Will a similar rivalry arise between Ser Criston Cole, the increasingly headstrong hand of the king and head of Aegon’s army, and Ser Gwayne Hightower (Freddie Fox), the brother Alicent sends to babysit her lord commander? It’s hard to say. Initially, it seems that Gwayne rightfully regards Criston as a volatile meat head, while Criston rightfully regards Gwayne as a spoiled summer knight. But Cole’s rescue of the Hightower lordling and his men from a fiery end at the hands of Baela Targaryen and her dragon, Moondancer, may have fixed things in Cole’s favor.
Green or Black, it’s as Princess Rhaenys says early in the episode: The headstrong men seem to have taken the reins from the two queens. Her own lord husband, Corlys, leaves her stammering alone in the shipyard after a conversation cleverly staged with the couple separated by a crossbeam. Aegon, who can’t bring himself to say a word to his bereaved sister-wife Helaena after the murder of their son, leaves her to grieve in her own peculiar way with their mother, Alicent.

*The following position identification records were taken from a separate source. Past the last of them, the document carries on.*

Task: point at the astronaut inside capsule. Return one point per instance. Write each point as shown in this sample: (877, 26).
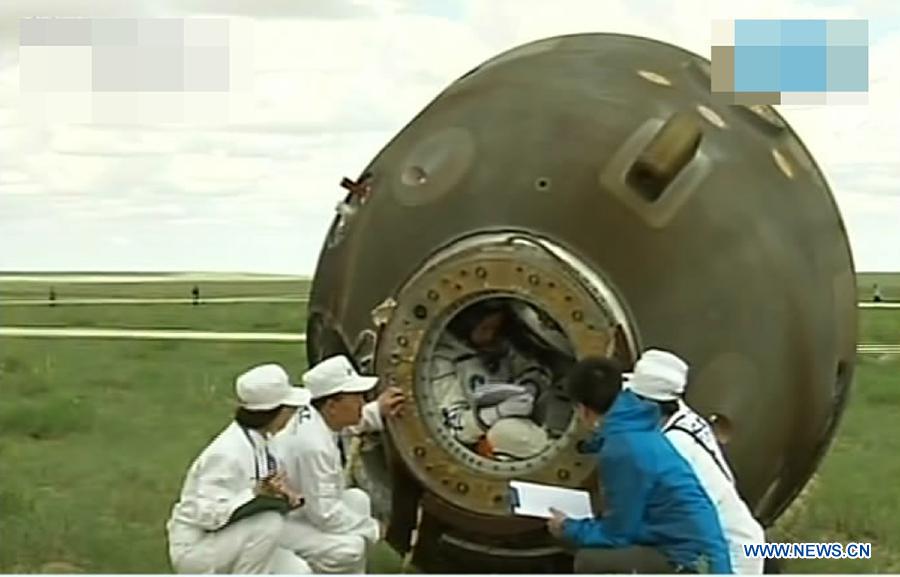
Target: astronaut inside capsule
(495, 375)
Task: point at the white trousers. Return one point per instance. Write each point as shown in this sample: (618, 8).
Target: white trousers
(330, 552)
(250, 545)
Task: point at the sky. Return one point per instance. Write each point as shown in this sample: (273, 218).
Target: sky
(247, 180)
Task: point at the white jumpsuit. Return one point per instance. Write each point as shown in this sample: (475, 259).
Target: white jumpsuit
(332, 530)
(219, 481)
(693, 438)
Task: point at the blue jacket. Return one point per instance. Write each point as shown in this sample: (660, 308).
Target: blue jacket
(652, 496)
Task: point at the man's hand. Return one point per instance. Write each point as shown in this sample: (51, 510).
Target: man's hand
(555, 523)
(391, 401)
(276, 486)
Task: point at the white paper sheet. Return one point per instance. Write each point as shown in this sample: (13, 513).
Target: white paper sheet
(535, 500)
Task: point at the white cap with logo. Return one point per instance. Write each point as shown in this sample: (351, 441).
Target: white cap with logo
(266, 387)
(658, 375)
(336, 375)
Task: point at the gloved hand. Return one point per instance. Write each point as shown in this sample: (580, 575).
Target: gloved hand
(520, 405)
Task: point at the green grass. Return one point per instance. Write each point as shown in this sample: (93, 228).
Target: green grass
(95, 438)
(879, 326)
(96, 435)
(262, 317)
(888, 282)
(855, 496)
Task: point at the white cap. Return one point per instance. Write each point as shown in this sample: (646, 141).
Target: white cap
(336, 375)
(517, 438)
(658, 375)
(266, 387)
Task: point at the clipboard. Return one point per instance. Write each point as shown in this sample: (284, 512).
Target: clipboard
(535, 500)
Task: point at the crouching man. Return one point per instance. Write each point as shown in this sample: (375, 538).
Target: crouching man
(231, 511)
(658, 518)
(335, 526)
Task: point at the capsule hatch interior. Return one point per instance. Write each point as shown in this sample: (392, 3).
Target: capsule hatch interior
(591, 188)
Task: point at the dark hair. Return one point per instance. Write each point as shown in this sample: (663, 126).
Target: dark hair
(468, 319)
(594, 382)
(256, 419)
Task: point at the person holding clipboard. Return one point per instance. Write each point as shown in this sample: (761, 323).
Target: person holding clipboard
(657, 519)
(229, 518)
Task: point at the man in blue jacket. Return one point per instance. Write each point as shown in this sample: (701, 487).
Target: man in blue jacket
(657, 517)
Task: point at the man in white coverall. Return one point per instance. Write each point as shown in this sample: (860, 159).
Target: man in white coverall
(332, 530)
(230, 515)
(661, 376)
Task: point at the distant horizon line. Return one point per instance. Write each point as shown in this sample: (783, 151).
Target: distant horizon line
(225, 272)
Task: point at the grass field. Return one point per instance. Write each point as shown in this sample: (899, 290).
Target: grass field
(96, 435)
(888, 282)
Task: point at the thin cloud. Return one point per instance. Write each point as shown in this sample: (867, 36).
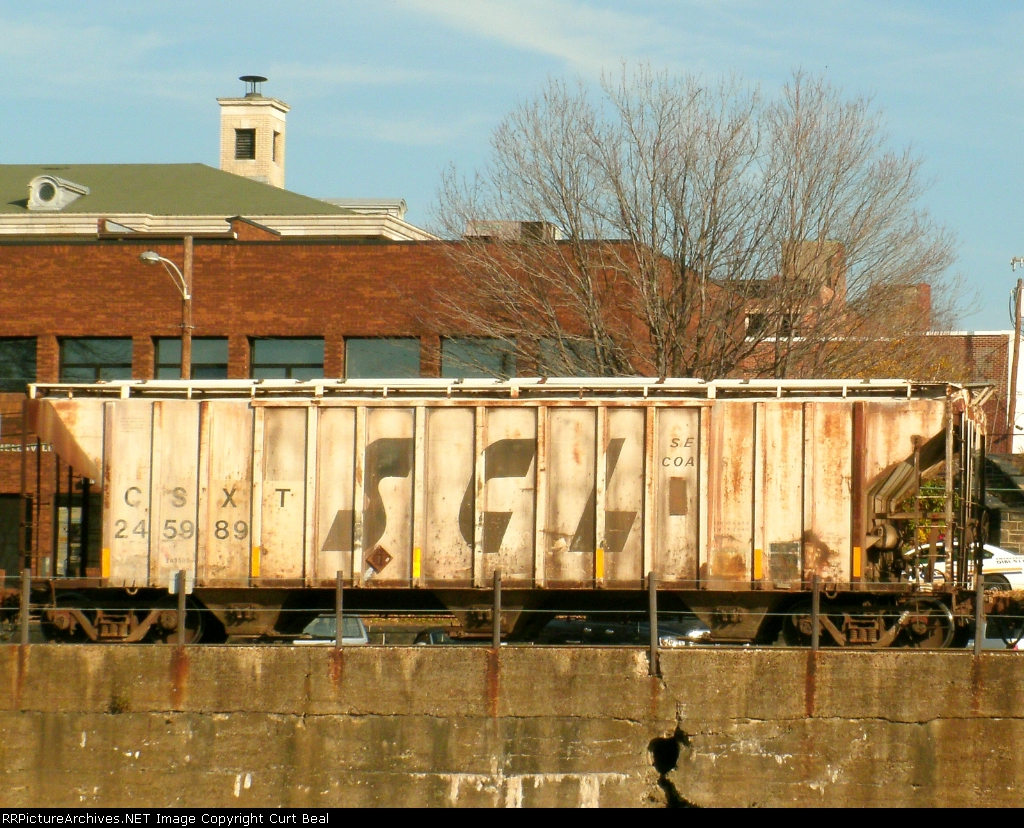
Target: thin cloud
(588, 38)
(365, 75)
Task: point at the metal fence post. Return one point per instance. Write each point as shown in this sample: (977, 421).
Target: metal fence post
(180, 585)
(979, 613)
(24, 609)
(496, 634)
(815, 612)
(652, 665)
(339, 598)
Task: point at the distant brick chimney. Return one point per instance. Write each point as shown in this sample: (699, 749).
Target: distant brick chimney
(252, 134)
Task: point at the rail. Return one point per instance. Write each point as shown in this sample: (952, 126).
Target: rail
(34, 612)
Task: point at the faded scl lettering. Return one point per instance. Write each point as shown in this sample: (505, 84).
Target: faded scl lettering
(510, 458)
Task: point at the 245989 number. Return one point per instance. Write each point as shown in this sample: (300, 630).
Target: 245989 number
(222, 530)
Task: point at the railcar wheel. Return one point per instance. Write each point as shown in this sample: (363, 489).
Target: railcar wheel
(928, 624)
(995, 582)
(8, 623)
(60, 625)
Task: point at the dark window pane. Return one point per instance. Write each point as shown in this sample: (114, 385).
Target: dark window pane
(210, 351)
(92, 358)
(288, 351)
(95, 351)
(115, 373)
(169, 351)
(477, 357)
(287, 358)
(269, 372)
(209, 372)
(306, 373)
(384, 358)
(566, 358)
(245, 143)
(209, 358)
(17, 363)
(78, 374)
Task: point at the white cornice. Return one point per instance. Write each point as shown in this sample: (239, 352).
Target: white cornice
(76, 224)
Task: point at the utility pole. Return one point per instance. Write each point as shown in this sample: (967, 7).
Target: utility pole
(186, 325)
(1018, 292)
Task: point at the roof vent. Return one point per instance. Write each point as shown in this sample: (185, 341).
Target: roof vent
(513, 230)
(254, 85)
(50, 192)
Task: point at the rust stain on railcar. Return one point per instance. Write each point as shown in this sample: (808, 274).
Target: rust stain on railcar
(624, 496)
(780, 511)
(494, 681)
(387, 507)
(179, 678)
(509, 486)
(676, 458)
(283, 521)
(568, 535)
(336, 492)
(174, 493)
(731, 496)
(827, 490)
(336, 666)
(226, 458)
(128, 522)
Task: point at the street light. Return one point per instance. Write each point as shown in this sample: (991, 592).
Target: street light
(182, 282)
(1017, 295)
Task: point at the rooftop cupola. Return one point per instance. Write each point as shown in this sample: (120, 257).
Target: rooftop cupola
(252, 134)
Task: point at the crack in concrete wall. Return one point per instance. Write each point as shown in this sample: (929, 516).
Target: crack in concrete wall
(151, 725)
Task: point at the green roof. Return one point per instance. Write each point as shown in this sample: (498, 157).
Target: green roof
(159, 189)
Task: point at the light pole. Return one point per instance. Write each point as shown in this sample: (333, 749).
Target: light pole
(183, 282)
(1018, 291)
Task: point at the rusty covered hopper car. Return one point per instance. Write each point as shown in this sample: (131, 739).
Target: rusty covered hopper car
(733, 494)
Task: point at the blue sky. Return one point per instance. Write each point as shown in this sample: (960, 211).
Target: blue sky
(384, 93)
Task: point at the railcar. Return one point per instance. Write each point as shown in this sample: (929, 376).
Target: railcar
(734, 496)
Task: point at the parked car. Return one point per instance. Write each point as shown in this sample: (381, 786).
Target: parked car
(683, 630)
(324, 629)
(441, 635)
(1003, 569)
(1001, 634)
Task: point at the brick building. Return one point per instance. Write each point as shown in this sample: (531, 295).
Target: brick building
(283, 286)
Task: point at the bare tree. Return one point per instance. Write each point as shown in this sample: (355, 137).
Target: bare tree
(666, 225)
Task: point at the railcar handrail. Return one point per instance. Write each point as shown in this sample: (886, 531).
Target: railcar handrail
(587, 387)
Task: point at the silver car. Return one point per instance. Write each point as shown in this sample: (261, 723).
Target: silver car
(324, 629)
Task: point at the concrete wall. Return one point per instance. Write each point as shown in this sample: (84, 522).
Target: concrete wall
(157, 726)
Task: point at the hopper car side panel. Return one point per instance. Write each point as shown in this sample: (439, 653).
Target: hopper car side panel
(726, 495)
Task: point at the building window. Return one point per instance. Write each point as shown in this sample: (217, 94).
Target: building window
(209, 358)
(245, 144)
(17, 363)
(86, 360)
(382, 358)
(287, 358)
(477, 357)
(566, 358)
(760, 324)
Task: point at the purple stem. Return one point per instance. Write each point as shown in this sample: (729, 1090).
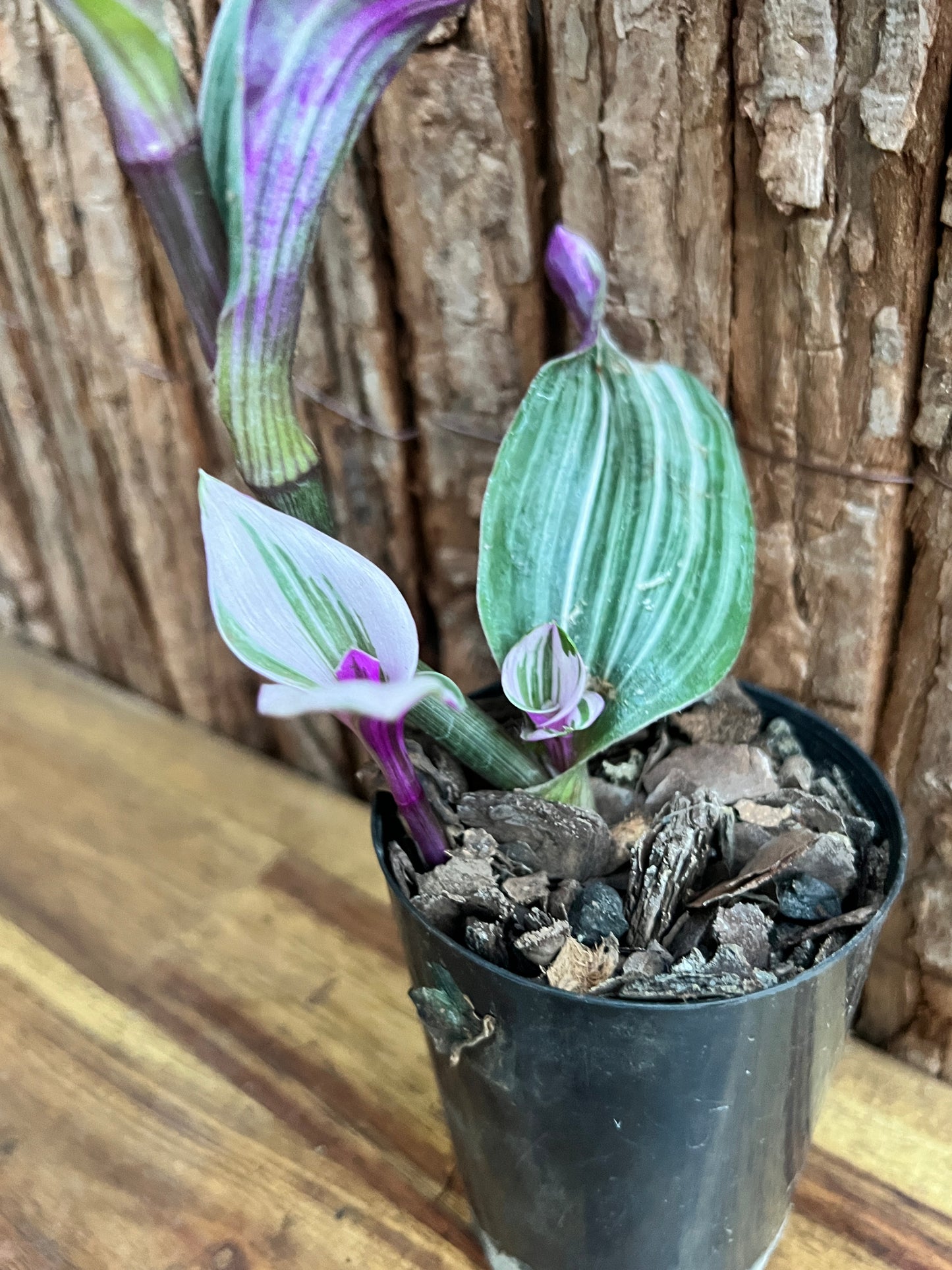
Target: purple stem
(178, 198)
(386, 743)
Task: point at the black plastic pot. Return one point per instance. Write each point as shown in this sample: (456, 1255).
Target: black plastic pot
(597, 1134)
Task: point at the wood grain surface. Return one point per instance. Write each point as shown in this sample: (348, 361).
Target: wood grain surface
(764, 179)
(208, 1060)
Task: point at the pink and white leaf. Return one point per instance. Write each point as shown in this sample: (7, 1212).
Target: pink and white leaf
(366, 697)
(544, 674)
(291, 601)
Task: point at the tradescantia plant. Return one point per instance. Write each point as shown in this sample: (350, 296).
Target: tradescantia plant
(617, 544)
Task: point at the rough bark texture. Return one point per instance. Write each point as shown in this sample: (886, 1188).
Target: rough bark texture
(640, 130)
(763, 179)
(833, 254)
(457, 159)
(910, 996)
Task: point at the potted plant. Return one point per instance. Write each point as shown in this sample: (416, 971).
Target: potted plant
(638, 900)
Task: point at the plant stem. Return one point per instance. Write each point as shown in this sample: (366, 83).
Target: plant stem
(479, 742)
(178, 198)
(561, 752)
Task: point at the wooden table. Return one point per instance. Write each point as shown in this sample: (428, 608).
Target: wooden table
(208, 1056)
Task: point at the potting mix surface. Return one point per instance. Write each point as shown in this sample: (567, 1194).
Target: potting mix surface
(719, 860)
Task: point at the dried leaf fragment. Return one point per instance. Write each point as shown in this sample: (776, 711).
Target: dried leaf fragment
(563, 841)
(449, 1016)
(771, 860)
(542, 946)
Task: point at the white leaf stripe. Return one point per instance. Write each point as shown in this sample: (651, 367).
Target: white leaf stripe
(619, 502)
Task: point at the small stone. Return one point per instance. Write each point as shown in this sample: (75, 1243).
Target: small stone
(831, 859)
(862, 832)
(486, 940)
(482, 845)
(563, 841)
(808, 809)
(449, 1016)
(523, 920)
(642, 964)
(748, 929)
(789, 934)
(779, 741)
(824, 789)
(846, 792)
(874, 874)
(461, 875)
(596, 913)
(727, 715)
(731, 772)
(627, 771)
(531, 889)
(542, 946)
(612, 801)
(645, 963)
(762, 815)
(560, 898)
(687, 933)
(579, 968)
(796, 772)
(443, 782)
(439, 909)
(806, 900)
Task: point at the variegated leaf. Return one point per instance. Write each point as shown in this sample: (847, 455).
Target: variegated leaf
(385, 701)
(619, 508)
(289, 86)
(545, 678)
(291, 602)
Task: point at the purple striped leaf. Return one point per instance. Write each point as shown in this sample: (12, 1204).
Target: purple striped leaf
(155, 134)
(289, 86)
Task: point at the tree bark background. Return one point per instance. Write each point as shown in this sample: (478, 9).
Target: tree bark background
(766, 182)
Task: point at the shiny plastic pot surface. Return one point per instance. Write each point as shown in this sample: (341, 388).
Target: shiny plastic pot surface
(597, 1134)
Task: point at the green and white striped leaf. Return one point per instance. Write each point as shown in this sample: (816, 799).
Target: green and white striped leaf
(619, 508)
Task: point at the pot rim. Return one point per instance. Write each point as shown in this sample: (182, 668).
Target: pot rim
(857, 759)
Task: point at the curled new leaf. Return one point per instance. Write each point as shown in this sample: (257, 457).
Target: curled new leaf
(289, 86)
(619, 508)
(578, 277)
(545, 676)
(128, 51)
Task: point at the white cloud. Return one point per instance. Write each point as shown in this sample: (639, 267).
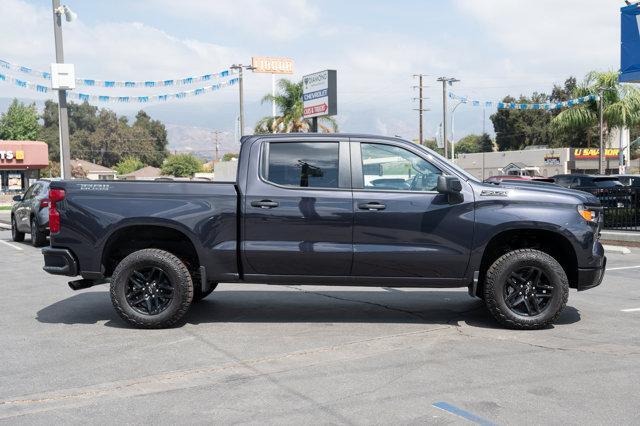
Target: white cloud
(550, 36)
(278, 19)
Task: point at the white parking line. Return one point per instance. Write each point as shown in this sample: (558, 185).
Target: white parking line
(11, 245)
(623, 267)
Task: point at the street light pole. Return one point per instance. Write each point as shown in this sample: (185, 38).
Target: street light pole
(453, 139)
(601, 157)
(63, 118)
(241, 69)
(445, 81)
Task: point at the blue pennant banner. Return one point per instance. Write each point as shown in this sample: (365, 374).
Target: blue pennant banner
(535, 106)
(90, 82)
(120, 99)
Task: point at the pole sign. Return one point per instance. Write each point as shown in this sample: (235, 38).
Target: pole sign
(271, 65)
(319, 94)
(630, 44)
(594, 153)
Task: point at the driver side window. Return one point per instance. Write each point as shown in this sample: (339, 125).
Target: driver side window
(393, 168)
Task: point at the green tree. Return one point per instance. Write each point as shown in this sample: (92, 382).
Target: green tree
(288, 100)
(485, 143)
(128, 165)
(157, 132)
(103, 137)
(621, 106)
(230, 155)
(181, 165)
(467, 145)
(20, 122)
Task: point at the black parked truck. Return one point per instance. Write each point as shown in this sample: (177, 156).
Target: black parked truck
(332, 209)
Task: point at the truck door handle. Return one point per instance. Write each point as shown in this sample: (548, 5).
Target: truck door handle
(372, 206)
(264, 204)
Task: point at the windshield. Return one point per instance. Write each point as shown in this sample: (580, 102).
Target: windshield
(608, 183)
(464, 173)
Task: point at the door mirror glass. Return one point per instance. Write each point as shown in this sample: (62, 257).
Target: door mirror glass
(449, 185)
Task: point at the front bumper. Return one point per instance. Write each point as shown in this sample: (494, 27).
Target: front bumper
(591, 277)
(59, 262)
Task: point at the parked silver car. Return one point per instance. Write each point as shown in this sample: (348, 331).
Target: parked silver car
(30, 214)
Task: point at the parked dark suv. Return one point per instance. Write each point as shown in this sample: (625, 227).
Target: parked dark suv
(30, 214)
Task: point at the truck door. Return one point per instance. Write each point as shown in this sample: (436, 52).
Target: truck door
(402, 226)
(298, 208)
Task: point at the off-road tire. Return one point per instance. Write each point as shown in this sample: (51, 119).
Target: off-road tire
(38, 237)
(178, 276)
(496, 280)
(16, 235)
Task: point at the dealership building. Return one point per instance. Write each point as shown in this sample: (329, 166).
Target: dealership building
(541, 161)
(20, 164)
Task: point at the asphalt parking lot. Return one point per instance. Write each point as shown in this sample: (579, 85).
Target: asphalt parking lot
(286, 354)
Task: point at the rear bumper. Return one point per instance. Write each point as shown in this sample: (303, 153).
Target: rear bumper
(591, 277)
(59, 262)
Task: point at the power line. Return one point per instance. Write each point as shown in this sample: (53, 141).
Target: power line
(420, 108)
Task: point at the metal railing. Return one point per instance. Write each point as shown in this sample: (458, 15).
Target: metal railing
(621, 207)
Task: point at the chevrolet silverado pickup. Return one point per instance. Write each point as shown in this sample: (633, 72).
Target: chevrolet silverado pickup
(327, 209)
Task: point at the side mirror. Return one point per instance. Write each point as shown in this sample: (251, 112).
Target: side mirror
(449, 185)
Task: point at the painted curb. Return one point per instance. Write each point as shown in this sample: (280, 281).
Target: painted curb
(617, 249)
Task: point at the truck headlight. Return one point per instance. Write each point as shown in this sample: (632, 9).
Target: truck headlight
(588, 214)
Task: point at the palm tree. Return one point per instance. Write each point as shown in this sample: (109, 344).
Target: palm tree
(621, 106)
(289, 103)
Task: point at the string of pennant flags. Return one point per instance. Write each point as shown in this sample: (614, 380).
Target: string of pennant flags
(531, 106)
(91, 82)
(120, 99)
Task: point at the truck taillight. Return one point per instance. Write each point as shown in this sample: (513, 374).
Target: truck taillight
(55, 196)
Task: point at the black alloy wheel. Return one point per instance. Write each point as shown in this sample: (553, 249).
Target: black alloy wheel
(527, 291)
(149, 290)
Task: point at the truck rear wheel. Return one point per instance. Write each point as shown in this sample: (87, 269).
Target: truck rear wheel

Daemon abandons Rhaenyra for Harrenhal, remaining incommunicado even as he dreams of her as a girl (a returning and much welcome Milly Alcock), stitching Helaena and Aegon’s son’s head back onto his body. It is gratifying to see that in his dreams, at least, Daemon is horrified by the crime he commissioned. But with Alicent and Rhaenyra’s fateful conversation concluding as it does, any dreams of repentance and conciliation appear about to be dashed.